I have a battery pack with an output of 10.5V and 1400ma, the goal is to add a resistor to drop the Voltage for 10.5V to 6V.

Ive done the math and I should need a resistors of about 4.3Ohms. However when I try and hook up the resistor (10 Ohms) I see little voltage change, if any at all.

What am I dong wrong?
 

Gryd3

Jun 25, 2014
4,098
Joined
Jun 25, 2014
Messages
4,098
What am I dong wrong?

You are using a resistor to drop voltage for an unknown and/or dynamic load.

You cannot use a resistor this way.
You can use a resistor to alter the voltage level for 'signals'.
You can use a zener diode and resistor to alter voltage level for very low power devices.
You cannot use either method above to alter voltage level for higher load devices *unless* they are simple... perhaps an LED or light-bulb.
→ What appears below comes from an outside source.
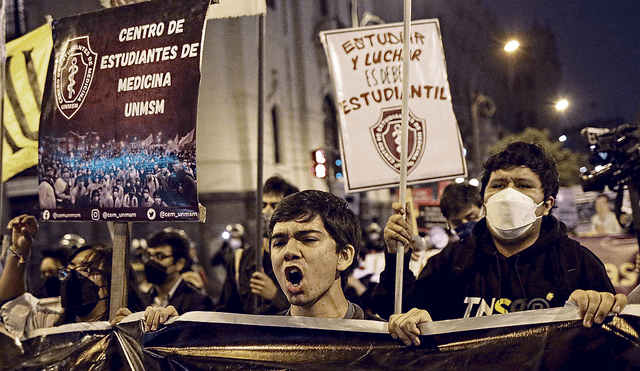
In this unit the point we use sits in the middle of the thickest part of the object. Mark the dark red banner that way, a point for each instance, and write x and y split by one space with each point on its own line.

You should be using a 'voltage regulator' .
There is 'linear' and 'switch-mode' types.
Linear is cheap, easy to use, but inefficient.
Switch-Mode is a little more expensive, easy to use (but not always build), and much more efficient.

So. Look online and buy a pre-made switch mode regulator, or get a linear regulator like an LM7806
 
Last edited by a moderator:

BobK

Jan 5, 2010
7,682
Joined
Jan 5, 2010
Messages
7,682
You are confusing battery capacity mAH with current mA. They are not the same thing.

The battery capacity (mAH) tells you how many mA you can draw from the battery for 1 Hour before it is exhausted.

Ohm's law tells you how much voltage is dropped when a given amount of current flows through the resistor. In your example, if you draw 1400 mA through a 4.3Ω resistor the voltage drop will be 1.4 * 4.3 or about 6V.

But when you just place the resistor in series with the battery, and you are powering nothing (drawing no current) the current is zero, so the voltage drop is zero.

Bob
 

davenn

Moderator
Sep 5, 2009
14,260
Joined
Sep 5, 2009
Messages
14,260
You are confusing battery capacity mAH with current mA. They are not the same thing.

The battery capacity (mAH) tells you how many mA you can draw from the battery for 1 Hour before it is exhausted.

Ohm's law tells you how much voltage is dropped when a given amount of current flows through the resistor. In your example, if you draw 1400 mA through a 4.3Ω resistor the voltage drop will be 1.4 * 4.3 or about 6V.

But when you just place the resistor in series with the battery, and you are powering nothing (drawing no current) the current is zero, so the voltage drop is zero.

Bob


all true, but it doesn't deal with the issue of producing a stable 6V supply from the 10.x V battery
that's where Gryd3's post was spot on ;)

Dave
 

BobK

Jan 5, 2010
7,682
Joined
Jan 5, 2010
Messages
7,682
Which is why I didn't bother to answer that.